3. Restoran Kakak (家家茶室)
Kakak serves mainly kway teow soup with shredded chicken (鸡丝面). They will use Ipoh sha hor fun (flat rice noodle that is Ipoh's specialty) if no noodle preference is specified. It's great for breakfast with a cup of Kakak coffee.
And Kakak's coffee is something that is worth a try. The milk coffee is added with barley and can be served as hot ("Kakak Re" or 家家热) or cold ("Kakak Peng" or 家家冰) with ice cubes added. The barley adds some of its own sweetness to the coffee, giving it an additional flavour.
This barley-coffee is available at Restoran Kakak only.
4. PSL Goreng Pisang (炸香蕉)
This goreng pisang (fried banana) shop can't be missed when walking along Jalan Pasar. It's specialty is, of course, fried banana and other fried stuffs. This is a place to go for afternoon snacks. Too bad they don't serve coffee.
They have fried spring rolls, fried yam pastries, fried Chinese year cake (nian gao or 年糕) with tapioca and yam, fried banana ball, fried tapioca, and several others that I couldn't tell without trying. The food is usually for take-away but they do have a table for "eating-in".
Look at those beautiful bananas! And I picked for myself a goreng pisang, a yam pastry, a fried banana ball, a fried tapioca and a fried Chinese year cake (recommended by a local). The granny collecting the money topped up another fried tapioca for me. A little too much for one person.
And I downed everything while waiting for my clothes to be cleaned in a self-service laundry shop. The fried banana is good and not too sweet. And I like the fried Chinese year cake. The glutinous rice cake is sandwiched between a slice of tapioca and a slice of yam, which gives three different flavours and textures with each bite.
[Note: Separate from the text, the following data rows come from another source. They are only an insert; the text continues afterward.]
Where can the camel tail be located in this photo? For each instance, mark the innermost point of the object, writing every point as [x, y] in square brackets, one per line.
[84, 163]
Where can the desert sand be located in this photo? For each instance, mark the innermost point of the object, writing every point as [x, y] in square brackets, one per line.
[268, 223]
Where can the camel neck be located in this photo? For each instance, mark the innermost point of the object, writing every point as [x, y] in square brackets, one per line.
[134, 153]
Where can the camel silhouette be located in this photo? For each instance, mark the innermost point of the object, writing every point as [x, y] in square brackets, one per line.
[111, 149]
Burp! My dinner was delayed by 4 hours.
5. The Greenhouse Cafe
Any recommendation of eating places is incomplete without a cafe for coffee and light bites. The Greenhouse Cafe serves local food and western food too — but I was there for coffee after a walk in Taiping Lakes Garden in a hot afternoon.
And I am highlighting their "lime and lemongrass" cooler. Apart from lime and lemongrass, there are plums and peppermint too in a perfect sour-sweet concoction. The fragrance of the lemongrass and peppermint are quite distinctive and very refreshing. The cooler is a great drink to have, especially after a walk under the hot sun.
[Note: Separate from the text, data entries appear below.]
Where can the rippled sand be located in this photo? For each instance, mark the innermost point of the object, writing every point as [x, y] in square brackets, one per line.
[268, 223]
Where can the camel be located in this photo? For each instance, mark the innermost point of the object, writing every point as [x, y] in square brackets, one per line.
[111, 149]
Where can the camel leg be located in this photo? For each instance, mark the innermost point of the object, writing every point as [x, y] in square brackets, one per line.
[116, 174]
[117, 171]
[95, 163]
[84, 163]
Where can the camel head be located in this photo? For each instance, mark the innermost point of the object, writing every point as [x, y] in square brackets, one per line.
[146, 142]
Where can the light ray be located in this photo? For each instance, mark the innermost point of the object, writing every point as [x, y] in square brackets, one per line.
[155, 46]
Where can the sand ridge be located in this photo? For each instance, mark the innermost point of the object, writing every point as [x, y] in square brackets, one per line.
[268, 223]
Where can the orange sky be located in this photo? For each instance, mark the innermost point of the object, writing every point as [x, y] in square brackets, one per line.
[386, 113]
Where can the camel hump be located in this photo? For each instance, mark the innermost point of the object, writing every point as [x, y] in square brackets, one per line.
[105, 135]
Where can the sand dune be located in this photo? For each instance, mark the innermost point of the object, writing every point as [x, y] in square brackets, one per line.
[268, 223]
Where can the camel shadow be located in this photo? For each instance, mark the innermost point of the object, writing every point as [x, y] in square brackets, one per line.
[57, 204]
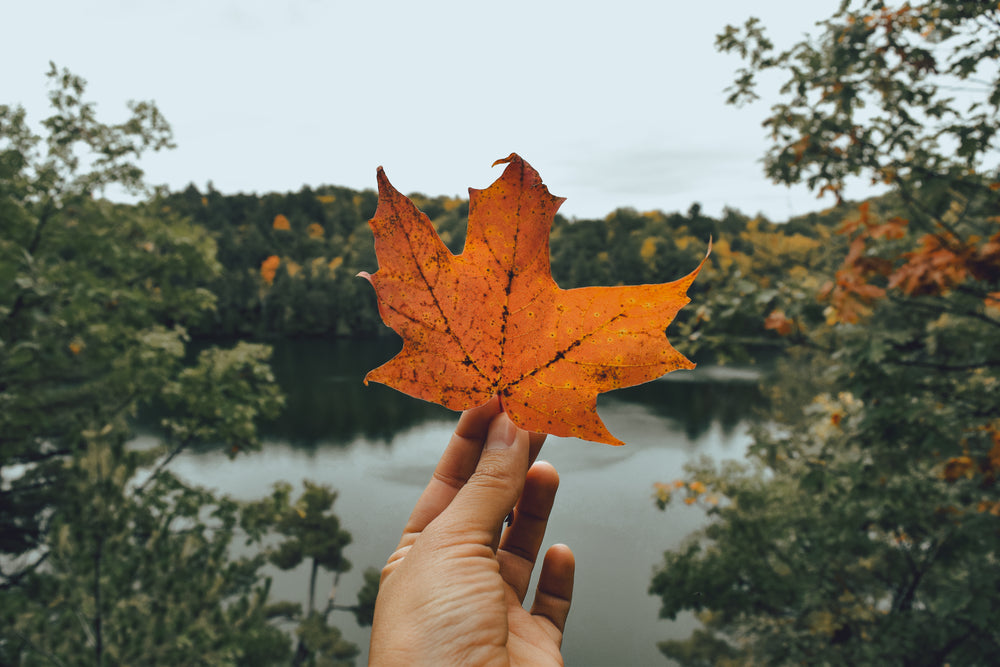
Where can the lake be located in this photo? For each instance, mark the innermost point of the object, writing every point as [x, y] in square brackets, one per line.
[378, 447]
And I have a go at their chocolate peppermint cheesecake and a cup of cappuccino after the cooler. I like this cheesecake because it is really chocolate flakes on top and can taste the peppermint in the cheese. Most other cafes use brownie or chocolate cake with a layer of "green" cheese on top (meaning, you can't taste the peppermint).
6. Restoran Prima Taiping (百龄茶餐厅)
At the junction of Jalan Manecksha and Jalan Kota, on the closed-off road between Restoran Prima Taiping and Kedai Kopi Prima, a food street materialised as night falls. Tables and chairs are laid out in the open space and diners can order from the food stalls on both sides. There are quite a number of stalls here.
I tried the seafood noodle sold by a pork noodle stall. And it turns out to be pork noodle added with fresh seafood, not all-seafood as expected. It might seem surprising to others who do not expect pork and seafood to be mixed in a bowl of noodle, but I find it familiar — if you read my article on local food around KSL City in Johor Bahru, you will see a similar dish. But it is cheaper in Taiping.
Another amazing dish. Instead of fried oysters omelette that is commonly seen across Malaysia and Singapore, a stall sells fried cockles omelette and fried clams omelette. With only a little stomach space left, I went for a cockles omelette. A different experience. I should have asked if clams can be mixed with cockles, so I can try both at the same time.
Following night, I went back for its yong tau foo (a Hakka dish) as recommended by the host of the hostel that I stayed at. The ingredients that I picked were boiled and served in a bowl of soup. They were really fresh and quite big in size too. Luckily, I did not order rice or noodle to go along.